Les centrales au charbon pourront fermer d'ici 2022 si le nucléaire attend, selon RTE

Dans ses "perspectives sur la sécurité d'approvisionnement 2018-2023" présentées ce 15 novembre, le gestionnaire du réseau d'électricité RTE estime possible la fermeture des quatre centrales à charbon encore en activité ainsi que celle de la centrale nucléaire de Fessenheim à condition de respecter un certain nombre de conditions.


Les centrales à charbon encore en activité pourront bien fermer d'ici 2022, suivant l'engagement d'Emmanuel Macron, mais à condition de ne pas arrêter de nouveau réacteur nucléaire d'ici cinq ans, a prévenu ce 15 novembre le gestionnaire du réseau d'électricité (RTE). Ce constat intervient à quelques semaines d'échéances cruciales avec la publication de la programmation pluriannuelle de l'énergie (PPE) pour les années 2019-2023 et 2024-2028. La question du nucléaire s'avère particulièrement épineuse, la France voulant à terme réduire sa part dans la production d'électricité. "Ce n'est pas notre rôle, à RTE, de faire la PPE", a souligné le président de RTE, François Brottes, lors d'une conférence de presse. Le rôle de la filiale autonome d'EDF est "d'éclairer" les décideurs, selon lui.

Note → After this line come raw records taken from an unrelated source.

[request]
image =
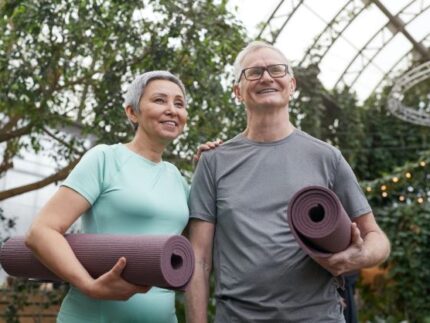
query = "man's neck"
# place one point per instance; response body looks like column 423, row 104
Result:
column 268, row 126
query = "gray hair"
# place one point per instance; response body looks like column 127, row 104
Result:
column 137, row 87
column 253, row 47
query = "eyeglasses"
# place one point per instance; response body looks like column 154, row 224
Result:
column 256, row 72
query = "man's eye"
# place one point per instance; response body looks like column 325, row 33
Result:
column 254, row 72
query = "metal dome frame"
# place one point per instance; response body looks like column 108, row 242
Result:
column 334, row 29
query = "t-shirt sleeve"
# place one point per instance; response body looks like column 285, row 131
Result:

Marges de sécurité après l'hiver 2020


Selon RTE, qui a présenté ses perspectives sur la sécurité d'approvisionnement 2018-2023, "après l'hiver 2020, des marges de sécurité devraient réapparaître" et permettre la fermeture progressive des quatre centrales à charbon en plus de l'arrêt de la centrale nucléaire de Fessenheim (Haut-Rhin), déjà acté. La fermeture de cette dernière devrait se faire "hors période hivernale", donc à l'été 2020, précise au passage RTE.
RTE pose toutefois une série de conditions, notamment développer fortement les énergies renouvelables, mettre en service trois interconnexions (une avec l'Italie, deux avec la Grande-Bretagne) et mettre en service l'EPR de Flamanville (Manche) et la centrale au gaz de Landivisiau (Finistère) dans les délais. Il faut également "ne fermer aucun autre moyen de production", selon des documents présentés jeudi. Autrement dit, il ne sera pas possible de fermer des réacteurs nucléaires en plus de Fessenheim d'ici 2023.
Cette analyse technique intervient au moment où le gouvernement met la dernière touche à la PPE, qu'il aimerait présenter d'ici la fin du mois. Une nouvelle réunion interministérielle consacrée à ce sujet devait se tenir ce vendredi soir sous l'égide de Matignon.
Des ONG opposées au nucléaire militent pour leur part en faveur de fermetures volontaristes de réacteurs nucléaires dès ces prochaines années. "Notre sécurité d'approvisionnement et nos marges de manoeuvre seront renforcées si la PPE fait un choix clair en faveur de l'efficacité énergétique et des énergies renouvelables", avance Anne Bringault du CLER-Réseau Action Climat.
Emmanuel Macron avait promis durant la campagne présidentielle de fermer les centrales à charbon - très polluantes - durant son quinquennat. Malgré l'enjeu social, l'objectif a été depuis confirmé plusieurs fois par le gouvernement, soucieux d'être exemplaire sur la question climatique. Il reste en effet quatre sites en activité : deux d'EDF à Cordemais (Loire-Atlantique) et au Havre (Seine-Maritime), et deux autres de la société allemande Uniper à Gardanne (Bouches-du-Rhône) et Saint-Avold (Moselle).

Fermetures à concentrer sur la période 2020-2022


Pour réussir avant la fin du mandat présidentiel, les fermetures devront se concentrer sur la période 2020-2022, explique RTE. D'ici à 2020, le système électrique sera "équilibré" mais "sans marge supplémentaire", en raison notamment de la fermeture d'unités au fioul, a précisé Olivier Grabette, directeur général adjoint de RTE. Mais "à partir de l'été 2020, on retrouvera un certain nombre de marges", a-t-il expliqué.
RTE a insisté sur le fait que la fermeture des centrales à charbon ne présentait pas de "risque spécifique" pour le Sud et surtout la Bretagne. Cette région dispose déjà d'un nouveau "filet de sécurité" inauguré cette année, via une nouvelle ligne à haute tension pour améliorer sa sécurité d'approvisionnement électrique.
Le charbon joue aujourd'hui un rôle marginal dans la production d'électricité du pays, dominée par le nucléaire. L'an dernier, il représentait 2,3% des capacités avec 3 gigawatts et il n'a compté que pour 1,8% de la production. Mais EDF comme Uniper défendent l'utilité de ces moyens facilement mobilisables, notamment pendant les pics de consommation hivernaux.